Computer Atlas

Core Affinity

Also known as: CPU pinning, processor affinity, thread pinning

advanced concept 3 min read · Updated 2026-06-08

Binding a thread permanently to a specific CPU core — eliminating migration overhead, warming the core's private caches, and making execution timing predictable.

Primary domain
Concurrency & Parallelism
Sub-category
Multithreading & Multiprocessing

In simple terms

Normally the OS scheduler can move a thread from core 3 to core 7 whenever it likes — it balances load across cores without consulting the application. Core affinity says “no: this thread always runs on core 3, full stop.” The thread pays no latency for migration, its data stays warm in core 3’s private L1/L2 caches, and the core can be isolated entirely from the OS scheduler, making timing rock-steady.

More detail

Modern CPUs have a hierarchy of caches. L1 and L2 are per-core private; L3 is typically shared. When the OS migrates a thread, it may move to a core whose L1/L2 holds nothing relevant — a cold-start cost of hundreds of cycles for each cache line that needs reloading. Pinning eliminates that.

The techniques that build on affinity:

  • pthread_setaffinity_np / sched_setaffinity (Linux), SetThreadAffinityMask (Windows) — API calls that bind a thread to a cpu-set.
  • Isolated cores (isolcpus) — boot the Linux kernel with certain core numbers excluded from the general scheduler.
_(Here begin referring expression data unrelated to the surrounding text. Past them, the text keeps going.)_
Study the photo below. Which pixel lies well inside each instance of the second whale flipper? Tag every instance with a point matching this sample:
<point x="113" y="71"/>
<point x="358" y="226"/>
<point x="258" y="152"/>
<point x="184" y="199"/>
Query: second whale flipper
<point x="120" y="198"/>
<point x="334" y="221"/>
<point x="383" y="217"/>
Those cores receive no OS timers, no work-stealing, no interrupts (beyond the strict minimum). A pinned thread on an isolated core runs with microsecond-scale jitter instead of millisecond-scale.
  • IRQ routing — move network and disk interrupt handling away from the application’s core(s) so interrupts don’t preempt the hot path.
  • NUMA affinity — on multi-socket servers, pin threads and their memory allocations to the same NUMA node; crossing a socket boundary for memory doubles latency (see NUMA awareness).

The risk is that pinned threads can’t be load-balanced — if one core’s workload surges, the others sit idle. So affinity is applied surgically: to the handful of threads where predictable latency is non-negotiable, leaving the rest freely schedulable.

Why it matters

Jitter is latency’s hidden enemy. A trading engine that processes a market event in 5 µs on average but sometimes stalls 500 µs when the OS rescheduled it onto a cold core fails its SLAs. Pinning + isolated cores compresses the distribution of response times, not just the mean. The same applies to real-time audio, packet processing (DPDK), and any system where the worst case matters more than the average.

Real-world examples

  • High-frequency trading firms pin the order-submission thread to an isolated core and route all network interrupts away from it.
  • DPDK (Data Plane Development Kit) dedicates entire cores to packet I/O loops; those cores are isolated and polled, never interrupted.
  • Real-time audio servers (JACK, PulseAudio in RT mode) pin the audio callback thread and elevate its priority to prevent dropout.

Common misconceptions

  • “More cores is always better.” An isolated, pinned thread on one core beats a freely-migrated thread that bounces across eight.
  • “Pinning is only for exotic embedded systems.” It is routine in any user-space application with hard latency requirements — trading, telecom, gaming servers, real-time control.

Learn next

Core affinity is one lever; the others are NUMA awareness (keeping data on the same socket as the pinned thread) and cache-line alignment (keeping that data compact). Together they eliminate the main sources of unpredictable latency.